8. The nuclease of any one of claims 1-7, wherein the nuclease utilizes a protospacer adjacent motif (PAM) sequence provided for the nuclease in Table 1 .

9. A non-naturally occurring composition comprising (i) the Cas nuclease of any one of claims 1-8, or (ii) a nucleic acid molecule comprising a sequence encoding the Cas nuclease of any one of claims 1-8.

10. The composition according to claim 9, further comprising one or more RNA molecules, or a DNA polynucleotide encoding one or more of the one or more RNA molecules, wherein the one or more RNA molecules and the Cas nuclease do not naturally occur together, and the one or more RNA molecules are configured to form a complex with the Cas nuclease and/or target the complex to a target site.

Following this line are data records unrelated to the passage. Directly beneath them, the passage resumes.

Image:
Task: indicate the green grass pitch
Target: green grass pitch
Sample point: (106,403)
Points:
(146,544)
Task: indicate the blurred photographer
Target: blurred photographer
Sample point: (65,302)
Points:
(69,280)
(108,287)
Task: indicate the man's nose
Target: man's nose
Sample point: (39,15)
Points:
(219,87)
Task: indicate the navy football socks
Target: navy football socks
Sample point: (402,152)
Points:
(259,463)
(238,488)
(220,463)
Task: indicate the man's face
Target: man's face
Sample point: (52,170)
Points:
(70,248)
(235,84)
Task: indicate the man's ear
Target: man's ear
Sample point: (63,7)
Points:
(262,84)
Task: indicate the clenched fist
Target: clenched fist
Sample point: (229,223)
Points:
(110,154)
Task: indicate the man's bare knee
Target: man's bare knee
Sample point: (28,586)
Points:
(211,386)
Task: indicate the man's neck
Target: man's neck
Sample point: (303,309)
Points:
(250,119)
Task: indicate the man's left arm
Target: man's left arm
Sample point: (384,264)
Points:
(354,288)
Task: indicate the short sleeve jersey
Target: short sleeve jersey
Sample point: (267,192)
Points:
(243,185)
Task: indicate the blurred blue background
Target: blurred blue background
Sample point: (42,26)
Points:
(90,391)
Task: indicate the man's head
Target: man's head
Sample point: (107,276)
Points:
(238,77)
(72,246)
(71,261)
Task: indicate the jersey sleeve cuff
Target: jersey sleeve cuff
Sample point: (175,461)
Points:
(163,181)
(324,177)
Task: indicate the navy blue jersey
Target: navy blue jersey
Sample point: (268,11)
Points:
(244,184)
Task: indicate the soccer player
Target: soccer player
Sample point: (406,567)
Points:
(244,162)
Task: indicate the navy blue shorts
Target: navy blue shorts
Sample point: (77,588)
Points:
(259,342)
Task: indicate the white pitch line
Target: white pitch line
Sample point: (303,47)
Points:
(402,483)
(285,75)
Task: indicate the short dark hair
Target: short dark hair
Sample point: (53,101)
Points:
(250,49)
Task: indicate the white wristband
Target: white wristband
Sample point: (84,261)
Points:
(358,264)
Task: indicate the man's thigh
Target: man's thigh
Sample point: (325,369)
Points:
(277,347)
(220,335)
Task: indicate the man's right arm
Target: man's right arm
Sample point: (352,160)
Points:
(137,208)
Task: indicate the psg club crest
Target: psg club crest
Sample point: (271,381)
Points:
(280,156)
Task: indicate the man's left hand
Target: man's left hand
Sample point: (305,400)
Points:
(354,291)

11. The composition according to any one of claims 9-10, wherein the one or more RNA molecule comprises a guide RNA (gRNA), which gRNA is comprising a CRISPR RNA (crRNA) and a trans-activating RNA (tracrRNA).

12. A method of modifying a nucleotide sequence at a DNA target site in the genome of a cell, comprising introducing into the cell the Cas nuclease according to any one of claims 1-8, a polynucleotide encoding the Cas nuclease of any one of claims 1-8, and/or the composition of any one of claims 9-11 .

13. A polynucleotide encoding the Cas nuclease according to any one of claims 1-8.

14. A nucleic acid construct or expression vector comprising the polynucleotide according to claim 13, operably linked to one or more control sequences that direct the production of the Cas nuclease in a cell.

15. A cell comprising the Cas nuclease of any one of claims 1 -8, the polynucleotide according to claim 13, the nucleic acid construct or expression vector according to claim 14, or the composition of any one of claims 9-11.